An excerpt from Patreon’s previous policy that permitted sexual imagery.
Roux told Engadget that Patreon’s stance has caused a great deal of nervousness for the sex workers and artists who use the platform. “They can’t say they run a platform for niche artists and freedom of expression,” Roux said, “and also arbitrarily decide what is and is not ‘acceptable’ adult content.” The artist feels that any trust between the community and Patreon has now broken down as a result of the policy change. “The PayPal thing was huge,” said Roux. “It was definitely a big part of them gaining our trust.”
The only way that Roux can envisage Patreon becoming a trusted brand again is if the site says that it will welcome adult content and pornography onto its platform, even if that means placing it in a hidden, adults-only section. “It’s going to be very hard to believe them,” she added. “I’ve worked with them in the past on revising my portfolio, and they just changed the game again.”

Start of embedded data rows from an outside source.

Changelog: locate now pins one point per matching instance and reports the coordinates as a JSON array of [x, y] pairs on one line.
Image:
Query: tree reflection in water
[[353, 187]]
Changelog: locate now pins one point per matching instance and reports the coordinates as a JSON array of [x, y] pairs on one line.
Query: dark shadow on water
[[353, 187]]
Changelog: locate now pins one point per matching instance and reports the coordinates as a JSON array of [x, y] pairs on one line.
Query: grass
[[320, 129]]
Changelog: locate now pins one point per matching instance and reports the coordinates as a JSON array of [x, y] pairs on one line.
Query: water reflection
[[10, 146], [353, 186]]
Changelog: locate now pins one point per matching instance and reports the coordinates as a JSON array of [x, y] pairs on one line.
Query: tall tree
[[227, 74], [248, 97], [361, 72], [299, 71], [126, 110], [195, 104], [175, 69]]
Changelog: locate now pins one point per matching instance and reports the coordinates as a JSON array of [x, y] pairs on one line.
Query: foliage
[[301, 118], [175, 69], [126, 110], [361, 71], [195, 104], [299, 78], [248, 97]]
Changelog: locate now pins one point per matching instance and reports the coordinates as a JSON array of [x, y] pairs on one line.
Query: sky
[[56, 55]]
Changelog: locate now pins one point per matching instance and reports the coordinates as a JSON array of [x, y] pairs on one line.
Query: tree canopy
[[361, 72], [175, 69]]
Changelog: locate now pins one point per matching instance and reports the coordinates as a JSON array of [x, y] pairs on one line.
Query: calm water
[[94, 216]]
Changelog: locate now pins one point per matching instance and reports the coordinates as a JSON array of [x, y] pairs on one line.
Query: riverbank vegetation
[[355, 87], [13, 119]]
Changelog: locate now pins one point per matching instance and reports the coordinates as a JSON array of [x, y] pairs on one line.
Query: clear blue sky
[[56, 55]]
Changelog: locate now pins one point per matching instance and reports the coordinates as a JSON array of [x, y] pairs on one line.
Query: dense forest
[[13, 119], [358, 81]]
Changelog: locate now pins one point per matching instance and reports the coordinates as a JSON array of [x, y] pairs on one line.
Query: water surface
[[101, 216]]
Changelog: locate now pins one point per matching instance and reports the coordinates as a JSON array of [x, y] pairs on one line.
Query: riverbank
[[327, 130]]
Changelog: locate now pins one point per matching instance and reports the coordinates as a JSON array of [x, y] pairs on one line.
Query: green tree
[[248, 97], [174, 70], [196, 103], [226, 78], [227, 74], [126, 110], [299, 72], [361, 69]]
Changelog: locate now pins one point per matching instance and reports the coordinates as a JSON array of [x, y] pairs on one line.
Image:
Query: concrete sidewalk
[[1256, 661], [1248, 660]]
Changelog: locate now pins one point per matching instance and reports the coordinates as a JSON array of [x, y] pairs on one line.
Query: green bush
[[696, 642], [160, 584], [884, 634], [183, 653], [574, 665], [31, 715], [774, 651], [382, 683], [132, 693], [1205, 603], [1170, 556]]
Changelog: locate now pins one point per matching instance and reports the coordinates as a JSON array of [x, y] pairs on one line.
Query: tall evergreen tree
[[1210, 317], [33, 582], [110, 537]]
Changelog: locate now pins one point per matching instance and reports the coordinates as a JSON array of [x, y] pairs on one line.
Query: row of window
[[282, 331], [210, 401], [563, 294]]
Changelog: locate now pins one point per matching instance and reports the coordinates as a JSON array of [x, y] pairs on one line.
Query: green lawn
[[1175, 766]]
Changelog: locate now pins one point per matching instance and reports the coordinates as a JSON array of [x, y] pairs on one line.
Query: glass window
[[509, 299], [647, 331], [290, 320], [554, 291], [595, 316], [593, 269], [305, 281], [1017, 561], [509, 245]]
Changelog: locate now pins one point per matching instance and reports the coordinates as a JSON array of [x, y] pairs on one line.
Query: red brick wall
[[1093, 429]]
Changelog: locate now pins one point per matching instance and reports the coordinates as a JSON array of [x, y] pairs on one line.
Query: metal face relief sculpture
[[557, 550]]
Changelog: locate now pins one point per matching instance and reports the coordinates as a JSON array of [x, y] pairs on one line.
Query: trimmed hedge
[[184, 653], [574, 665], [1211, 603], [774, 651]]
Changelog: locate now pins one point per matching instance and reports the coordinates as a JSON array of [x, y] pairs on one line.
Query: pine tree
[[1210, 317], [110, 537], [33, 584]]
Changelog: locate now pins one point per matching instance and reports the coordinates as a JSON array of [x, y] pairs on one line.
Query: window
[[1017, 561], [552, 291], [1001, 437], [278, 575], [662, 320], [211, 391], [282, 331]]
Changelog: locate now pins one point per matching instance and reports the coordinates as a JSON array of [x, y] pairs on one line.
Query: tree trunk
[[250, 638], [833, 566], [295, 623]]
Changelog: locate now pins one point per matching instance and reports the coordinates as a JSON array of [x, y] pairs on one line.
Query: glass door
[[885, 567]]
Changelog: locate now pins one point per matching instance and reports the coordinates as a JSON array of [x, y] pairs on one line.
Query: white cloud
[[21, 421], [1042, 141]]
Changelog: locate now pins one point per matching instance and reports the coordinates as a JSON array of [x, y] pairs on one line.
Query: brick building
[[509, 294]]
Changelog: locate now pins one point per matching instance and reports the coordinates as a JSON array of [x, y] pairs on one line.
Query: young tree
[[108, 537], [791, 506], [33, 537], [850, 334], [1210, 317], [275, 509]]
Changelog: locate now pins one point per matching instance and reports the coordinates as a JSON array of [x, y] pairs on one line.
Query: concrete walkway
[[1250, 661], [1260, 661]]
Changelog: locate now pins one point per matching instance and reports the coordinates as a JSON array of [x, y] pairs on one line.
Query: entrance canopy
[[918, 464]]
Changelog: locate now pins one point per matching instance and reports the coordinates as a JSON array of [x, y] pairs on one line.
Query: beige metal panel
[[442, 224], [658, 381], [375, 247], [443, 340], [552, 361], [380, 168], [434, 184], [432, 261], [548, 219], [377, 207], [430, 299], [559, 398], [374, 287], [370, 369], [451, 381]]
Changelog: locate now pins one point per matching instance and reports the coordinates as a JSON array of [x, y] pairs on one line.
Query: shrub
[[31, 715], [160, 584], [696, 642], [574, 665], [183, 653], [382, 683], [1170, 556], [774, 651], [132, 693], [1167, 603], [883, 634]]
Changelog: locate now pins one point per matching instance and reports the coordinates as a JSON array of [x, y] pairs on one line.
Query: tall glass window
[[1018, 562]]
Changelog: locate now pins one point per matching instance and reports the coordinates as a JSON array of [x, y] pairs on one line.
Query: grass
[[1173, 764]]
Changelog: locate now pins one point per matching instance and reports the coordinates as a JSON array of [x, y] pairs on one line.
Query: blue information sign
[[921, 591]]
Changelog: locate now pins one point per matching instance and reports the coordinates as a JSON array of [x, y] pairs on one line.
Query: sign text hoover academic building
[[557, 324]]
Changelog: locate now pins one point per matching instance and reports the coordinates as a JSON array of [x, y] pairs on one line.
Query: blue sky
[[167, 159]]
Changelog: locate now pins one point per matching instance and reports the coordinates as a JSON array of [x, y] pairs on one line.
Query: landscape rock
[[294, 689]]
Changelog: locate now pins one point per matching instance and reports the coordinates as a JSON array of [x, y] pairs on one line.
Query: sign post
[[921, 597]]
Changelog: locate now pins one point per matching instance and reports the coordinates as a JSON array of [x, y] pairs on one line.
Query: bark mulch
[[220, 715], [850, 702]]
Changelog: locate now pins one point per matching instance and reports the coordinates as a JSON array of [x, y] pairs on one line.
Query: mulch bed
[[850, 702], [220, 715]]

The fallout from Patreon’s decision may mean that performers lose their entire income stream, since there are so few available options. “There are reasons porn is dominated by big companies,” Roux explained. “It’s very hard work to start your own site and start using a porn-safe [credit card] processor which is why you usually only see it from big stars.” Patreon, she said, “was that niche platform where those just starting out could still find their audience.” And there are very few alternatives available to those people who do not have the initial backing to launch such an enterprise.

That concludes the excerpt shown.